One reason for this is that Houyhnhnms do not know how to lie. They use language for communication and understanding, and not deception, so “to say a thing that is not” makes no sense to them.
Current research sponsored by Ormondroyd’s suggests that the Houyhnhnms’ inability to lie stems from equine nature, not nurture. Most human children have learned to lie, or at least dissemble, by the age of two. Indeed, learning to lie might be part of human psychological maturation.
Our first lies represent “the beginning of the end of idealizing parents”, according to David A. Gershaw, Ph.D.-- the dawning realization that parents are not omnipotent. He cites Psychiatrist Arnold Goldberg remark, "The first time you see a limit to your parents' powers is a developmental step forward, towards a more realistic view of others." The reader is also referred to Twain’s My First Lie, and How I got Out of It.
What then do we make of the adult lie, the hypocrisy and cognitive dissonance that devastate our world? It is our ability to lie to ourselves and to others that makes it possible to murder, steal, wage war, cheat widows and orphans, and pave over forests. Men like Joel Schumacher and Paul Verhoeven continue to be employed as film directors despite all evidence to the contrary.
As highly intelligent creatures, Houyhnhnms have the ability to imagine a crime against another. They are not kept from villainy because they are angels, but because they cannot rationalize such a crime. They cannot lie to themselves about motives or justification.
Both Orwell and Solzhenitsyn have written much more profoundly about how lies provide the fertile ground necessary for human misery to grow.
We can only add the casual observation that humans prefer lies to truth; we are drawn to them like a crack baby seeking its addiction in its mother’s milk. The forced laughter of the radio sidekick telling us these people are having a good time, the avuncular politician who flatters and panders, the body count fantasies of the action film, we are surrounded by lies and elevate the master liars to the highest ranks. Those who delude themselves as well as their followers run for president.
Truth tellers are only honored in retrospect, when Truth is the daughter of Time. The little boy who announced that the emperor had no clothes was not rewarded for his vision, and as Robert Heinlein put it, “in the Country of the Blind, the one-eyed man is in for a hell of a rough ride.”
How do we make the truth as attractive as the lie? How do we ask Americans to listen to complex issues when simple answers are so much sweeter? We discover democracy when we recognize that every serf in Wat Tyler’s army has some value equal to the king; we did not anticipate that the American mob would prefer bleached and sugared bread to whole wheat thought. This is a bitter realization for sons and daughters of Athena, a triumph for the children of Machiavelli.
We cannot imitate the Houyhnhnms, because they are virtuous by nature, not by choice. Animals are not often pulled in two directions, feeling two things at once as humans do. Jim Harrison has observed, “When a cat doesn’t know what to do, it sits down.”
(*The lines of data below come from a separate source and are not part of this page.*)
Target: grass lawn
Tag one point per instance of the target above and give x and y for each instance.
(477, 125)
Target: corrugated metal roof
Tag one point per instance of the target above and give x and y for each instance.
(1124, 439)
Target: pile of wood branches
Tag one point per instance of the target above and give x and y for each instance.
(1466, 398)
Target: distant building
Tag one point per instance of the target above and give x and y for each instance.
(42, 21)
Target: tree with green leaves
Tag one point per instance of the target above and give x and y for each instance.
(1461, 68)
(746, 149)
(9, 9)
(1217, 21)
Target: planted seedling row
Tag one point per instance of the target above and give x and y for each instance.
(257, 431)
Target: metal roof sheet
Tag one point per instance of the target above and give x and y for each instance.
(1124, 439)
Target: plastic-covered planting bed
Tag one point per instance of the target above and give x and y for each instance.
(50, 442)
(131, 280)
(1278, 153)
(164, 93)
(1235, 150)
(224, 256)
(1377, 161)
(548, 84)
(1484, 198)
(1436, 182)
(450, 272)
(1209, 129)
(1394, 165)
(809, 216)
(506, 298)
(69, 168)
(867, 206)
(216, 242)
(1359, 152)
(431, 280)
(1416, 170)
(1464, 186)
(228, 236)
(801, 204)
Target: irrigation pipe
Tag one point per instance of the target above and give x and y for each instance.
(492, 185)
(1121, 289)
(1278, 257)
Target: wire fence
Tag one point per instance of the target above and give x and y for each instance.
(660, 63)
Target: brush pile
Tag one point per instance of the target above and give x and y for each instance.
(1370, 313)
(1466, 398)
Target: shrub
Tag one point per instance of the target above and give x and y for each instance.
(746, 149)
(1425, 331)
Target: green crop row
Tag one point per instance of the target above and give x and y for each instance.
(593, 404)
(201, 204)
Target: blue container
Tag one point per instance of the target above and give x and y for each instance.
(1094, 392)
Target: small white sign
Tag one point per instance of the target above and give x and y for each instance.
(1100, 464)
A degenerate species of humanoids called “Yahoos” live in the land of the Houyhnhnms. They are very stupid and very nasty, and have to be controlled by the Houyhnhnms because they cannot control themselves. Yahoos have spread out over most of our planet and can interbreed with homo sapiens.
For this reason Lemuel Gulliver wished he could always live with the Houyhnhnms. It only takes a moment for a handful of Yahoos to destroy even out noblest achievements. Men and women like Jonathan Swift, with their heads and hearts broken by their fellow man, may well turn to the company of animals for comfort. Fanny Hackabout-Jones, in a biographical novel by Erica Jong, observed that Swift’s misanthropy was not that of a malicious conservative; rather it was the bitterness of a disappointed lover.